To evaluate the feasibility and safety of the MIRUS system (Pall International, Sarl, Fribourg, Switzerland) for sedation with sevoflurane for postsurgical ICU patients and to evaluate atmospheric pollution during sedation.

Design:

Prospective interventional study.

Setting:

Surgical ICU. February 2016 to December 2016.

Patients:

Postsurgical patients requiring ICU admission, mechanical ventilation, and sedation.

Interventions:

Sevoflurane was administered with the MIRUS system targeted to a Richmond Agitation Sedation Scale from –3 to –5 by adaptation of minimum alveolar concentration.

Measurements and Main Results:

Data collected included Richmond Agitation Sedation Scale, minimum alveolar concentration, inspired and expired sevoflurane fraction, wake-up times, duration of sedation, sevoflurane consumption, respiratory and hemodynamic data, Simplified Acute Physiology Score II, Sepsis-related Organ Failure Assessment, and laboratory data and biomarkers of organ injury.

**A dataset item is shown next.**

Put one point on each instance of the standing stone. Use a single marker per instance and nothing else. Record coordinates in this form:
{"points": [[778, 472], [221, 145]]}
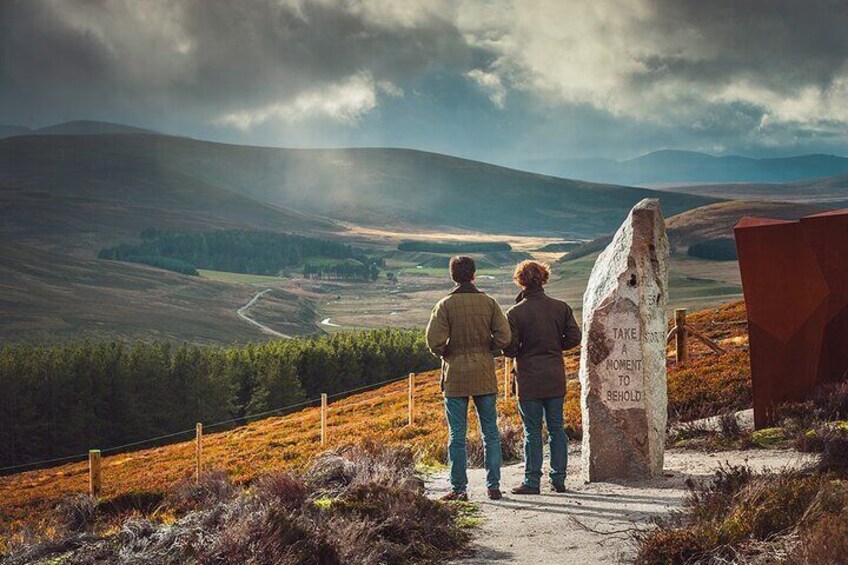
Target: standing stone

Atmospheric pollution was monitored at different sites: before sevoflurane delivery (baseline) and during sedation with the probe 15 cm up to the MIRUS system (S1) and 15 cm from the filter-Reflector group (S2). Sixty-two patients were enrolled in the study. No technical failure occurred. Median Richmond Agitation Sedation Scale was –4.5 (interquartile range, –5 to –3.6) with sevoflurane delivered at a median minimum alveolar concentration of 0.45% (interquartile range, 0.4–0.53) yielding a mean inspiratory and expiratory concentrations of 0.79% (sd, 0.24) and 0.76% (sd, 0.18), respectively. Median awakening time was 4 minutes (2.2–5 min). Median duration of sevoflurane administration was 3.33 hours (2.33–5.75 hr), range 1–19 hours with a mean consumption of 7.89 mL/hr (sd, 2.99). Hemodynamics remained stable over the study period, and no laboratory data indicated liver or kidney injury or dysfunction. Median sevoflurane room air concentration was 0.10 parts per million (interquartile range, 0.07–0.15), 0.17 parts per million (interquartile range, 0.14–0.27), and 0.15 parts per million (interquartile range, 0.07–0.19) at baseline, S1, and S2, respectively.

Conclusions:

The MIRUS system is a promising and safe alternative for short-term sedation with sevoflurane of ICU patients. Atmospheric pollution is largely below the recommended thresholds (< 5 parts per million). Studies extended to more heterogeneous population of patients undergoing longer duration of sedation are needed to confirm these observations.